Jennsen folgte Kaiser Jagangs Blick, das Messer fest umklammert. Im Korridor selbst war es dunkel, am hinteren Ende jedoch sah man einen undeutlichen Lichtschein, vor dem sich eine Gestalt als Silhouette abzeichnete, die sie beobachtete.

Die Gestalt hob ihre Arme, zwischen ihren ausgestreckten Händen erwachte ein Feuer zum Leben. Aber es war kein Feuer, wie man es normalerweise kannte, etwa aus einem offenen Kamin, sondern ein Feuer wie aus einem Traum. Es war da und auch wieder nicht, real – und gleichzeitig unwirklich. Jennsen glaubte im Grenzgebiet zweier Welten zu stehen.

Und doch war die tödliche Gefahr, die die flackernde Flamme darstellte, nur zu offenkundig. Der rotierende Feuerball zwischen den unbeweglichen Händen wurde größer und nahm ein beängstigend zielbewußtes Aussehen an. Jennsen wußte, daß sie Zeugin einer Demonstration tödlicher Entschlossenheit wurde.

Und dann schleuderte er dieses unerbittliche flammende Inferno in ihre Richtung.

Jagang hatte behauptet, es sei Richard Rahl, der dort am Ende des Korridors stand; sie dagegen sah nichts weiter als die Umrisse einer Gestalt, aus deren Händen dieses entsetzliche Feuer auf sie zugeschossen kam. Obwohl die Flamme die Wände beleuchtete, blieb ihr Erzeuger merkwürdigerweise nach wie vor im Dunkeln.

Der sengende Feuerball nahm an Umfang zu, als er mit stetig wachsender Geschwindigkeit auf sie zuraste.

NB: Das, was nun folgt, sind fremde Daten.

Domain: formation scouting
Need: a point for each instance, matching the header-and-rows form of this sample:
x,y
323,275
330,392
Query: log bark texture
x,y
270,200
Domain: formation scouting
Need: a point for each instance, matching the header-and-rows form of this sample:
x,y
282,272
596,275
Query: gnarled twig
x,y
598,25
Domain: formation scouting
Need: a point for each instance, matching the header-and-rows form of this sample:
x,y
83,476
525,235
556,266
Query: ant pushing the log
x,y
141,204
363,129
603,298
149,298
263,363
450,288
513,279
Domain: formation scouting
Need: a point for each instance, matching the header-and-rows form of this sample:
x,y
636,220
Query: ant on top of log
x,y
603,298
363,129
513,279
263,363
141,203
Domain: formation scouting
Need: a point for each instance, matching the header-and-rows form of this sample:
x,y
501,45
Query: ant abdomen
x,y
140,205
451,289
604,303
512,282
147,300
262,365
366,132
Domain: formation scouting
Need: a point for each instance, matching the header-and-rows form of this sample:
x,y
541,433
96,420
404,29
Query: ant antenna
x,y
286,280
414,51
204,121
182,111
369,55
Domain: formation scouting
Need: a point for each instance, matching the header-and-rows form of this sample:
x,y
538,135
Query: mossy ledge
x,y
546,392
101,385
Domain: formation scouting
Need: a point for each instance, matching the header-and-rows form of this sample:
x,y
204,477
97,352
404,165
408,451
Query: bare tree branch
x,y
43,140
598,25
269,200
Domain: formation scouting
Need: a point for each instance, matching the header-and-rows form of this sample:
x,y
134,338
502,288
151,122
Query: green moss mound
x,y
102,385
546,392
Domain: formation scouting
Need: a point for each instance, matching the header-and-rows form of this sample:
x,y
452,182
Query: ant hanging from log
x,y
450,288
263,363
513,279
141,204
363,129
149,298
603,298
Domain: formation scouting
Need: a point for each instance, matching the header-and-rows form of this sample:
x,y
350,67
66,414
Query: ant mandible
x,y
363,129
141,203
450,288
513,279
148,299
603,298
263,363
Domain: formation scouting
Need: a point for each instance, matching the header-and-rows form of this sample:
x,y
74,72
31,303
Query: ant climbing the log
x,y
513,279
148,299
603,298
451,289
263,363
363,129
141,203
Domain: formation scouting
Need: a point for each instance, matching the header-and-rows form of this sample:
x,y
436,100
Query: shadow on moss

Die flüssigen blauen und gelben Flammen schienen vor beseelter Entschlossenheit zu brennen.

Und doch war es auf seltsame Weise auch ein Nichts.

»Zauberfeuer!«, kreischte die Schwester und sprang auf. »Gütiger Schöpfer, nein!«

Die Schwester stürzte sich in den dunklen Gang, den heranrasenden Flammen entgegen, riß in ungezügelter Hingabe die Arme in die Luft, die Handflächen dem heranschießenden Feuer entgegengestreckt, so als wollte sie einen magischen Schild zu ihrem Schutz errichten. Der immer weiter anschwellende Feuerball schoß auf sie zu, beleuchtete im Vorüberheulen Wände, Decke und Trümmer.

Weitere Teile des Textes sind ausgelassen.